Wien. Rund 15.000 Briefe hat die Bezirksvorstehung Innere Stadt am Montag aufgegeben. Der Inhalt: der Stimmzettel für die Bürgerbefragung über die Zukunft der Anrainerparkplätze im ersten Bezirk.

Ab Dienstag bis inklusive 22. Jänner (Datum des Poststempels) können Bewohner des ersten Bezirks, sofern sie hier ihren Hauptwohnsitz haben, darüber abstimmen, wie – und vor allem von wem – die Anrainerparkplätze, die 20 Prozent des Parkraums ausmachen, im Bezirk künftig tagsüber genutzt werden. Abgestimmt wird über zwei Szenarien. Das erste entspricht dem Status quo: Die 1540 Anrainerparkplätze wären dabei so wie derzeit rund um die Uhr nur für Anrainer – sofern ihr Auto das Parkpickerl hat – reserviert. Oder, Szenario zwei: Tagsüber von acht bis 16 Uhr sollen die Anrainerparkplätze auch von Wirtschaftstreibenden – Handwerkern etwa, die im Bezirk zu tun haben – und Fahrzeugen von Sozialunternehmen wie dem Fonds Soziales Wien genutzt werden können.

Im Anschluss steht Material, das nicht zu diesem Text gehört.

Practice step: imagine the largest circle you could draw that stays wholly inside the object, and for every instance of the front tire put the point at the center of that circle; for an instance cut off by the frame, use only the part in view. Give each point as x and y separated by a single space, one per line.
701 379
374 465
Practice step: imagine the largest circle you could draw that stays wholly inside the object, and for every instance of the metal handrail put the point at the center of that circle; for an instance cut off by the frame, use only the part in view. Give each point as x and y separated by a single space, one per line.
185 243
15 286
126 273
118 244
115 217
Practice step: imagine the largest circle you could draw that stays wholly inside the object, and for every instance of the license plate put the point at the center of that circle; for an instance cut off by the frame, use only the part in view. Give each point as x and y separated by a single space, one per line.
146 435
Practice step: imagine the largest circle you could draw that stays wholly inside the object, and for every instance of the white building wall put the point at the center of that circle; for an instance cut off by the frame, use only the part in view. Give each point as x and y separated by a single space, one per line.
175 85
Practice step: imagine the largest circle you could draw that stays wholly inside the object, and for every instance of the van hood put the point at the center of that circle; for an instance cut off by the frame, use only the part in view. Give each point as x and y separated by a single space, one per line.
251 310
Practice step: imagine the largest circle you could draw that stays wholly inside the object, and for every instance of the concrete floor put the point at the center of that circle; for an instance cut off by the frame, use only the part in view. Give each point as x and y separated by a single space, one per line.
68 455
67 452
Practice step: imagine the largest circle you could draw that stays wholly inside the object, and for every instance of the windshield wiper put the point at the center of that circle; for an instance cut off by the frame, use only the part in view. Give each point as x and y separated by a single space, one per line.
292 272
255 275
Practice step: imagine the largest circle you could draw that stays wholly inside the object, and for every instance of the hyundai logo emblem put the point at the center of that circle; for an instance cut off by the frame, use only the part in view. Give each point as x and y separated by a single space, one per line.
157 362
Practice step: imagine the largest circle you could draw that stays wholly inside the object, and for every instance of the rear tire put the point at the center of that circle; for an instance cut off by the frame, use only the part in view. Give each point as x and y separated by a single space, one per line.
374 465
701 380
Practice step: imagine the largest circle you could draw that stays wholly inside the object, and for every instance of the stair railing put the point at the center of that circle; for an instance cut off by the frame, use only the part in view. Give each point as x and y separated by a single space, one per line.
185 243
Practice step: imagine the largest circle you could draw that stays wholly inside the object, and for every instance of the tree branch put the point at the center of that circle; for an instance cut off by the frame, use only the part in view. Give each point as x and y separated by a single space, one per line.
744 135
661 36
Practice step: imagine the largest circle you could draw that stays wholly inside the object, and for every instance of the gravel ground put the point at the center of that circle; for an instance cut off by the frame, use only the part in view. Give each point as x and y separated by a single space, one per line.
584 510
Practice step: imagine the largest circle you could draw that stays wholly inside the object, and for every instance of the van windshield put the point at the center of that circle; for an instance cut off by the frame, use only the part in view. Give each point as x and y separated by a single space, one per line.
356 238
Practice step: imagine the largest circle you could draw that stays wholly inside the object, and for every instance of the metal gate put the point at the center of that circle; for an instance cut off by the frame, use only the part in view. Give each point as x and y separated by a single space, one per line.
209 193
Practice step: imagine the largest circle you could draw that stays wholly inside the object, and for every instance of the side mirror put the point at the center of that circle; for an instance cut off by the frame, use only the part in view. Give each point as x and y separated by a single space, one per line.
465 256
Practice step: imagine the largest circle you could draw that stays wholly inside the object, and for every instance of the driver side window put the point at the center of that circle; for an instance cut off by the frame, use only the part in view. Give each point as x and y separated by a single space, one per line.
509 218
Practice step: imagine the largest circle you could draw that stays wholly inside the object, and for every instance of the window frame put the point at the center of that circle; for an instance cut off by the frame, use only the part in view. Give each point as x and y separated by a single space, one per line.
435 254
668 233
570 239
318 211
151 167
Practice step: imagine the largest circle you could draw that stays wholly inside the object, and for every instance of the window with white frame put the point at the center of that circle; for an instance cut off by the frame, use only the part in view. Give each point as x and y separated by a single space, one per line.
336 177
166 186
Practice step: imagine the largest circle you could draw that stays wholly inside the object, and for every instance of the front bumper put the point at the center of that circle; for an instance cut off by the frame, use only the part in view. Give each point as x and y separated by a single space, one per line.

Zweitere Idee stammt von Verkehrsstadträtin Maria Vassilakou (Grüne), die vor rund einem halben Jahr überraschend angekündigt hat, die Anrainerparkplätze tagsüber auch für alle anderen Autofahrer öffnen zu wollen. Ein Vorschlag, der nicht nur, aber besonders im ersten Bezirk vorsichtig formuliert auf wenig Begeisterung gestoßen ist. Es folgten einige ergebnislose Gesprächsrunden. Kurz vor Weihnachten brachte Vassilakou dann einen Kompromiss ins Spiel: Nicht alle Autofahrer sollen tagsüber die Anrainerparkplätze nutzen dürfen, sondern nur Wirtschaftstreibende mit dem Unternehmerparkpickerl (das derzeit wienweit rund 15.000 Fahrzeuge haben) und Fahrzeuge des Fonds Sozialen Wiens und anderer Sozialeinrichtungen.

Volksanwalt soll prüfen

Auch dieser Kompromiss kam im ersten Bezirk nicht an – alle Fraktionen beschlossen einstimmig, die Bewohner zu befragen. Für Bezirksvorsteher Markus Figl (ÖVP) ist das Ergebnis jedenfalls „bindend“. Im Büro von Maria Vassilakou, als Stadträtin auch für Bürgerbeteiligung zuständig, kritisiert man die Bürgerbefragung. Konkret, dass nur die Bewohner, nicht aber die Unternehmer mitstimmen dürfen: „Es ist enttäuschend, dass Bezirksvorsteher Figl die Probleme der Wiener Handwerksbetriebe ignoriert und diese von der Befragung ausschließt. Es ist wichtig, beide Seiten zu hören.“

Auch in der Josefstadt hält man von Vassilakous Plan, die Anrainerparkplätze tagsüber für andere Autofahrer zu öffnen, wenig. „Es ist fahrlässig, die bestehende Regelung, die sehr gut funktioniert, zu ändern und wieder viel Geld in die Hand zu nehmen“, sagt Bezirksvorsteherin Veronika Mickel (ÖVP). Die Anrainerparkplätze seien auch tagsüber – wie in der Inneren Stadt – sehr stark ausgelastet, daher sei eine Öffnung nicht sinnvoll. Eine Bürgerbefragung plant Mickel aber nicht – sie will vielmehr die Volksanwaltschaft einschalten, sobald die Verordnung schriftlich vorliegt. „Eine teilweise Öffnung für einzelne Verkehrsteilnehmer ist rechtlich nicht möglich“, ist Mickel überzeugt.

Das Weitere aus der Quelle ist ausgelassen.